Connecting Databricks AWS to Churney Integration

Here you can read our guide for connecting your Databricks AWS data warehouse with Churney.

What kind of data is required?

The short answer is as much as possible. The long answer is that Churney requires data about:

Payments
Trials (if applicable)
User demographic (if available)
User activity

Additionally, we need to know the location (region) of your data warehouse.

Create hashed views

To create the views, we would need to create queries to hash the PII columns.

‍

For context, Facebook has a guide on how to hash contact information for their conversion api: https://developers.facebook.com/docs/marketing-api/conversions-api/parameters/customer-information-parameters. Google has a similar guide for enhanced conversions using their ads api https://developers.google.com/google-ads/api/docs/conversions/enhance-conversions. Basically, we want to hash columns that contain data which would allow one to determine the identity of a user: First name, last name, birth day, street address, phone number, email address etc.

‍

Example of creating hashed views

Create a dataset named churney .

If the raw data contains email, phone, birthday or other identifiers, the columns need to be excluded and hashed in the view.

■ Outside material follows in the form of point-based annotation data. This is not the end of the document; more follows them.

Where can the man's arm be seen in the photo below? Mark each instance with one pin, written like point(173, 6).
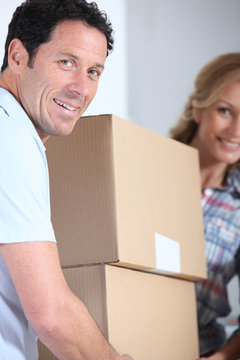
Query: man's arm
point(59, 318)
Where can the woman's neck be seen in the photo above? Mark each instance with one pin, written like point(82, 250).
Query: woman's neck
point(212, 176)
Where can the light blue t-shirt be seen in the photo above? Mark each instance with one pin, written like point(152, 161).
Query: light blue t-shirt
point(24, 216)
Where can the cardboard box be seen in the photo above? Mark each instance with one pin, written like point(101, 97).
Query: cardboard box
point(149, 316)
point(119, 190)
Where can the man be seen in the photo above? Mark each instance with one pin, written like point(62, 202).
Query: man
point(54, 56)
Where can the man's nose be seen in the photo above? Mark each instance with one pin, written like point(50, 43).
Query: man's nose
point(80, 84)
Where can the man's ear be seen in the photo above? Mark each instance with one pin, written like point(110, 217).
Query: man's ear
point(17, 55)
point(197, 113)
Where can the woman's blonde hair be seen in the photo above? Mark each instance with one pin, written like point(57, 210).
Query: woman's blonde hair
point(209, 84)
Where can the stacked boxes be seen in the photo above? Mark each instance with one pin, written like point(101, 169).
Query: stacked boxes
point(123, 194)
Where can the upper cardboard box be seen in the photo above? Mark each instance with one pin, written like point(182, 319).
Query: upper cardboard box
point(120, 192)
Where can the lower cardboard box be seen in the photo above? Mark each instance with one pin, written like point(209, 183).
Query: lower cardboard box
point(149, 316)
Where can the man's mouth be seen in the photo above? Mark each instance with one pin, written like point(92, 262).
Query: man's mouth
point(230, 144)
point(66, 106)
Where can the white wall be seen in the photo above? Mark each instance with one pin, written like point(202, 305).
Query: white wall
point(113, 90)
point(168, 42)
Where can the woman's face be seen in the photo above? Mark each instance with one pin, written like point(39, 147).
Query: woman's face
point(218, 134)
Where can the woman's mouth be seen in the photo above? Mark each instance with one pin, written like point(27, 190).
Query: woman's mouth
point(232, 145)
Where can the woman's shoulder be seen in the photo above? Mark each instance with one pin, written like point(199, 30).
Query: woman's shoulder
point(234, 180)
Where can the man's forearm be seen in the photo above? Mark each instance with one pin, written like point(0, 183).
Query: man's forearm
point(230, 351)
point(75, 335)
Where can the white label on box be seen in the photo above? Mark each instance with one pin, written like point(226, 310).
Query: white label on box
point(167, 254)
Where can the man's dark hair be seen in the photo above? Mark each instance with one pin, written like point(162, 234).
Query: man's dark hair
point(34, 21)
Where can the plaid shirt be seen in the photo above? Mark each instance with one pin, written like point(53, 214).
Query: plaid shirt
point(221, 213)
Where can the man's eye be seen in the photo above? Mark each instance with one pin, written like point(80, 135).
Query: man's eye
point(94, 73)
point(224, 111)
point(66, 63)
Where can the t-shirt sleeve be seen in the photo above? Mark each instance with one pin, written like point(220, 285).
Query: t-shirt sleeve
point(24, 188)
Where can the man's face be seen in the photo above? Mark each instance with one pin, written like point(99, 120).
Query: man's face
point(63, 79)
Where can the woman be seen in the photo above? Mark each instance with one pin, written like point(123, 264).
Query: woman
point(211, 123)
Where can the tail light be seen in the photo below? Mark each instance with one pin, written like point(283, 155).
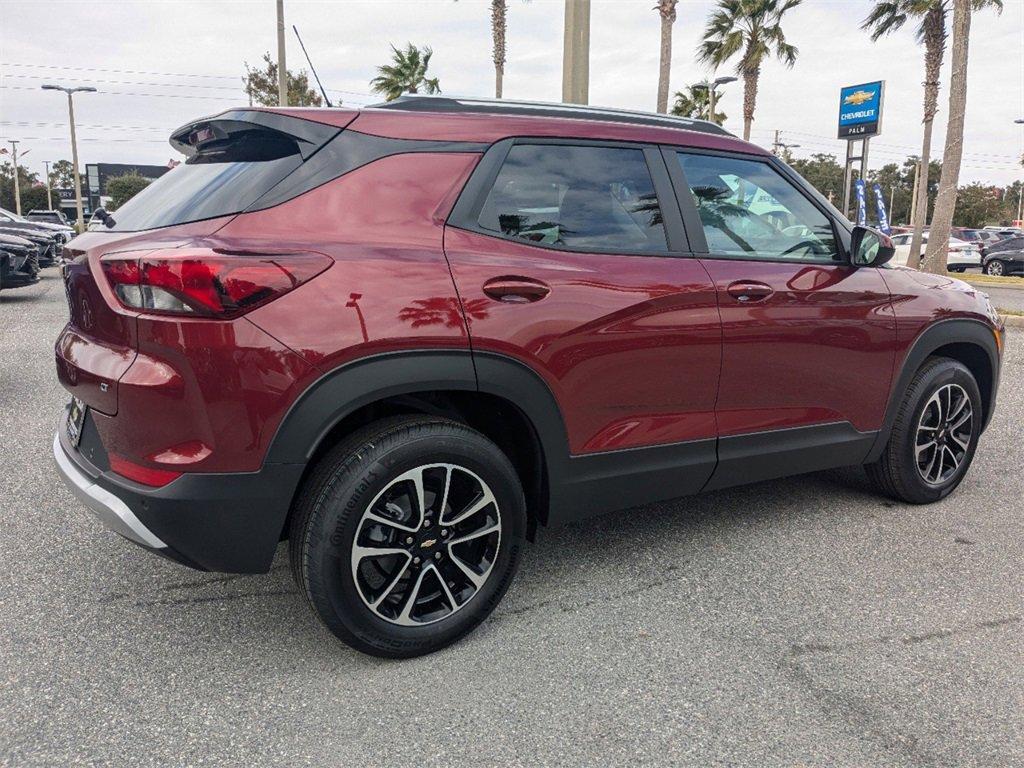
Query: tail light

Example, if the raw data lies under raw_data.sensitive and you would like to create a view churney.sensitive_data_view

‍

CREATE OR REPLACE <your_project>.churney.sensitive_data_view as ( 
select
SHA2(LOWER(TRIM(email)), 256) as email,
SHA2(LOWER(TRIM(name)), 256) as name,
SHA2(LTRIM('0', regexp_replace(phone, '[()-+-]', '')), 256) as phone,
SHA2(date_format(birthday, 'yyyyMMdd'), 256) as birthday,
* EXCEPT(email, name, phone, birthday)
from <your_project>.raw_data.sensitive
)

‍

If you want to test it how the script looks with some data:

‍

with sensitive as
(
 select 1 as id,
 "abc" as name,
 "abc@abc.com" as email,
 current_date() as birthday,
 '+4511111111' as phone
)
select
SHA2(LOWER(TRIM(email)), 256) as email,
SHA2(LOWER(TRIM(name)), 256) as name,
SHA2(LTRIM('0', regexp_replace(phone, '[()-+-]', '')), 256) as phone,
SHA2(date_format(birthday, 'yyyyMMdd'), 256) as birthday,
* EXCEPT(email, name, phone, birthday)
from sensitive

‍

Create a service principal for Churney

‍

Go to your account -> Settings, and then Identity and access -> Users and create the service principal:

‍

Then go to the service principal to generate a token as below. The maximum lifetime is 730 days, so please use that. Store the secret somewhere safe for now.

‍

Create a group for the churney service princial as below:

And add the service principal to the group:

Create an s3 bucket for Churney

Let's create an s3 bucket for Churney. Make sure it is in the same region as your Databricks and public access is blocked.

‍

In this example, we are creating a bucket named churney-databricks-unload.

‍

Create a storage credential

First, we need to create a role and assign policies for Churney in AWS.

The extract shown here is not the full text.